RE7036 Private Real Estate Investment- Part IIInstructor: Roger Brown
This the second in a 3 part series of courses intended to develop a rigorous understanding of the acquisition and operation of individually held parcels of real property. Emphasis will be on the owner's position, his motives, incentives, risk and reward. While students whose goal is to obtain employment with a major real estate firm will benefit from these courses, the orientation is toward the individual entrepreneur. This course is designed for the student who wishes to acquire property in his own name or in the name of a small controlled entity. This course examines the way owners may measure risk. Classical risk measures are compared and contrasted to the special character of real estate risk.
This course covers basic probability theory, conventional (finance) risk measures and how they are inappropriate for real estate. The common rubric of separation of ownership and control found in securities is contrasted with the inverse in privately held real estate where ownership and control are combined. Utility theory, labor theory and spectral risk measures are introduced as methods to think about real estate risk differently.
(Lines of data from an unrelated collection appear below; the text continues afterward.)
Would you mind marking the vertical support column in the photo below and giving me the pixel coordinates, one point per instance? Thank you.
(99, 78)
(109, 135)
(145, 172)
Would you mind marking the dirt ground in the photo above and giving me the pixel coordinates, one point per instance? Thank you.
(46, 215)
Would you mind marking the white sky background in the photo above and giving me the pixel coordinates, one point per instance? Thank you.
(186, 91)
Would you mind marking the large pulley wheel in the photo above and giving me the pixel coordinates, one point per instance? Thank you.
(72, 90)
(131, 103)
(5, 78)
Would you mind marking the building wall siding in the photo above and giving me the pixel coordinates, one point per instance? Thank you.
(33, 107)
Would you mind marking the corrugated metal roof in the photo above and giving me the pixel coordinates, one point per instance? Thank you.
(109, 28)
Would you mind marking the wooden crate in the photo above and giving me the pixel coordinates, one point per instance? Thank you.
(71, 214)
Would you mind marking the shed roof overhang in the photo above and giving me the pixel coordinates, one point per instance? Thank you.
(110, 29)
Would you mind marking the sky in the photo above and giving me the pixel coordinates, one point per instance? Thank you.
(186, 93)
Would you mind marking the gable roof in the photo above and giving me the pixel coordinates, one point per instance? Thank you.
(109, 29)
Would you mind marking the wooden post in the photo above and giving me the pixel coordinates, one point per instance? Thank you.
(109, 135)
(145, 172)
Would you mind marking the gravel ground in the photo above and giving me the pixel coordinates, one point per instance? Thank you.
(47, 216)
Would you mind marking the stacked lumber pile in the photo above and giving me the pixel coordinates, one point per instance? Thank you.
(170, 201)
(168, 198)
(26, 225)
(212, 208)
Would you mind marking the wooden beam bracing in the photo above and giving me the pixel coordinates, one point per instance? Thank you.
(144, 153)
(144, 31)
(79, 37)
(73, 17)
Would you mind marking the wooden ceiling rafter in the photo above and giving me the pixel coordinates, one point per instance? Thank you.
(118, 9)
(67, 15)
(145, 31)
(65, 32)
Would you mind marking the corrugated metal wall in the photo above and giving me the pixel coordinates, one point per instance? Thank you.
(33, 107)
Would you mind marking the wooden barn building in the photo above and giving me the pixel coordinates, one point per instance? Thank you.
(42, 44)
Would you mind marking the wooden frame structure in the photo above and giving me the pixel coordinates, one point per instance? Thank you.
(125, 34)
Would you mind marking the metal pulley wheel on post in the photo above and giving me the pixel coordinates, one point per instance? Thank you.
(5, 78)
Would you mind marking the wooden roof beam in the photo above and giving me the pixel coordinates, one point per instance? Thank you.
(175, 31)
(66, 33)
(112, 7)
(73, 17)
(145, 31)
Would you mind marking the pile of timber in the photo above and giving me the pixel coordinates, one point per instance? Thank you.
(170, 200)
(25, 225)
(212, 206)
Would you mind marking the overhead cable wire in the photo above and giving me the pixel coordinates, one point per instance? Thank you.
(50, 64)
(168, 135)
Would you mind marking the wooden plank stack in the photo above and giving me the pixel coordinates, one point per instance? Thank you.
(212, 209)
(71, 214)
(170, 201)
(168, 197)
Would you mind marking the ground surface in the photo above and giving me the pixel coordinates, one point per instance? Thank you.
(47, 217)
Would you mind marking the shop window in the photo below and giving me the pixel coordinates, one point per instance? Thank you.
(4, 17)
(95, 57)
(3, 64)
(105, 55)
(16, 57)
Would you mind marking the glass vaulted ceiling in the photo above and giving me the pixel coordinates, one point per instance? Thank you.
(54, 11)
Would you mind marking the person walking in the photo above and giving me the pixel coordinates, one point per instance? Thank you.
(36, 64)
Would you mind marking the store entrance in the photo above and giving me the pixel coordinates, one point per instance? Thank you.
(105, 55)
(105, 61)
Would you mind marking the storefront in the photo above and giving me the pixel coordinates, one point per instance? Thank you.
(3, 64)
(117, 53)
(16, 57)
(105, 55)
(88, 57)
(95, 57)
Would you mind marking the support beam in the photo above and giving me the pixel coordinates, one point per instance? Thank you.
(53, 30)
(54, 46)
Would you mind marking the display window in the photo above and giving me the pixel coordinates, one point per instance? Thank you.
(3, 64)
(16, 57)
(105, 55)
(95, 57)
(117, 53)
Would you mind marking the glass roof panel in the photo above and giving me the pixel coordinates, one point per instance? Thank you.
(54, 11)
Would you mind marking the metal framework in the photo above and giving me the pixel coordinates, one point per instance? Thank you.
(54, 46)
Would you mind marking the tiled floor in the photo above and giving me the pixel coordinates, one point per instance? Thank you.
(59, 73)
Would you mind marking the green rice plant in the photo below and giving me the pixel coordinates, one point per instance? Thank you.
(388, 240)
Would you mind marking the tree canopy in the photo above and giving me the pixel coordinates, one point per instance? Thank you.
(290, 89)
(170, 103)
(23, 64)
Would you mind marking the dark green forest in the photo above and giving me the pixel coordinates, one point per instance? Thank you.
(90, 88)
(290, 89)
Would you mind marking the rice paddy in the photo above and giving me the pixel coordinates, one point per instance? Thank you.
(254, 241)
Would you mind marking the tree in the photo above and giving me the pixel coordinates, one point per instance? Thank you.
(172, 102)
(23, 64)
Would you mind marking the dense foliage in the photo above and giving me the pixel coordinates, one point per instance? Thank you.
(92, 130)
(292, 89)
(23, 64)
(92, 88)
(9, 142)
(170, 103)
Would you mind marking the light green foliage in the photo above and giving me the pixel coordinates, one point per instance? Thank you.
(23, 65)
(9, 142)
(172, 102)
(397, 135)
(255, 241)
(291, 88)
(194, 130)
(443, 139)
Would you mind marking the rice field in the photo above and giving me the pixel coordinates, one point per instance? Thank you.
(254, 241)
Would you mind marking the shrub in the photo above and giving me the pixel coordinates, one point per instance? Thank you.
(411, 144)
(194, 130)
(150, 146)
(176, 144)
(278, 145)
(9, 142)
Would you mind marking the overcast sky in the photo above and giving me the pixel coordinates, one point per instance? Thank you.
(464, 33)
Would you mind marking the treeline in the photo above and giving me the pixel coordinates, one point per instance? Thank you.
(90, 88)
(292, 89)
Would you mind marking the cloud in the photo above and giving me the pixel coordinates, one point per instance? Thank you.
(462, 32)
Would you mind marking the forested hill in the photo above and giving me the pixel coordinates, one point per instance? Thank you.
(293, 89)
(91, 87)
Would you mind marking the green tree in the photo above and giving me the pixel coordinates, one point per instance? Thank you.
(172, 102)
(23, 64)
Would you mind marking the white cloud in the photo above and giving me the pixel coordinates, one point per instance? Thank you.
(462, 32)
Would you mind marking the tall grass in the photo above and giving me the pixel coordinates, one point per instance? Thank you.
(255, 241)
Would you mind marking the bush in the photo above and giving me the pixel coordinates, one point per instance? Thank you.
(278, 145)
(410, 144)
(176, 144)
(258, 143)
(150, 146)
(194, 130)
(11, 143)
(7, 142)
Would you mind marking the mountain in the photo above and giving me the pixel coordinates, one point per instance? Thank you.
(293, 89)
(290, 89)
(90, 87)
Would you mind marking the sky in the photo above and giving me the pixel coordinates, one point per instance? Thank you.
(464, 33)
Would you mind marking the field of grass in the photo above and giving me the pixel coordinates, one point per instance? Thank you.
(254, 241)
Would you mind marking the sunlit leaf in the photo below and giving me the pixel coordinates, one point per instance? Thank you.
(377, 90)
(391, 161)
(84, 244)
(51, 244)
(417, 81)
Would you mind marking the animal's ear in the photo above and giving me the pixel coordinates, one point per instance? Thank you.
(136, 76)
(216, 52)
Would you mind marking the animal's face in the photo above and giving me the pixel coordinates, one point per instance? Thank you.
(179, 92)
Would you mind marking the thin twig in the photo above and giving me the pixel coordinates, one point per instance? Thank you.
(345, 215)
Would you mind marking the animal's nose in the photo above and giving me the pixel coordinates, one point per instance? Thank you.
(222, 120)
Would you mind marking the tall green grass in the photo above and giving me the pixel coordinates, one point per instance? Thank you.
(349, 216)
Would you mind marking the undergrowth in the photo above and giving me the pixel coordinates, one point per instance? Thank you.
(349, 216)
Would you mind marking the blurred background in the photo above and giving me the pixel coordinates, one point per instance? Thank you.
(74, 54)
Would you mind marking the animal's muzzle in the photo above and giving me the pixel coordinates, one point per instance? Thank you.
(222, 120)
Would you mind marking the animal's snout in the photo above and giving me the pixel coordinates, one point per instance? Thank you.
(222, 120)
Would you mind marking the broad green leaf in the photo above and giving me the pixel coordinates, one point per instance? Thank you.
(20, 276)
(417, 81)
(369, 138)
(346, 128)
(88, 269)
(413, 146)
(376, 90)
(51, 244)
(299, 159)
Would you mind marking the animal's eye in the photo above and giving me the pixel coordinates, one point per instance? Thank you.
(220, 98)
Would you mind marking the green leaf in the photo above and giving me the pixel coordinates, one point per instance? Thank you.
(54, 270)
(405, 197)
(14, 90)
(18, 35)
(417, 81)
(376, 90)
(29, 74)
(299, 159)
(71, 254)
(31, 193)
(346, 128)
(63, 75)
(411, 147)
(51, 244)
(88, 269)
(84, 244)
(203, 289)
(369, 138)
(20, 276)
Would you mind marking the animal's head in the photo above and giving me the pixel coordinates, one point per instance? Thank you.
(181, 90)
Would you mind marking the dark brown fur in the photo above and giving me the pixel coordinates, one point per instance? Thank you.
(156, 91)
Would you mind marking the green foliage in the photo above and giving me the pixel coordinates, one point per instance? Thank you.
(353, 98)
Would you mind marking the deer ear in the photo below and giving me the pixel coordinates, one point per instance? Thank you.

The special character of real estate taxation is considered as a cost center with risk attributes.
- Describe the difference between objective and subjective risk through the utility paradigm.
- Demonstrate their understanding of how games of chance and related mathematics lead to conventional (finance) risk measures.
- Explain how the normal distribution fits into risk analysis.
- Discuss the roles of determinism, risk and uncertainty in measuring risk.
- Describe how labour-added control features assist in managing risk.
- Understand how spectral risk measures may be useful in dealing with real estate risk.
- Use data to implement risk management.
- Understand the taxation regime associated with Real Estate and how it fits into the regulatory environment.
Lecture 1 - Classical risk measurement
Lecture 2 - Certainty equivalent method of measuring risk aversion
Lecture 3 - Risk as part of the pricing mechanism (relating return to risk)
Lecture 4 - Relieving the assumption of normality – the fat tail story
Lecture 5 - Determinism and probability; risk and uncertainty; finance and real estate
Lecture 6 - Labour, control and influencing probabilistic outcomes
Lecture 7 - Time as a factor in risk analysis
Lecture 8 - Spectral risk measure as a compromise in the finance-real estate war over risk
Lecture 9 - Data approaches to risk analysis.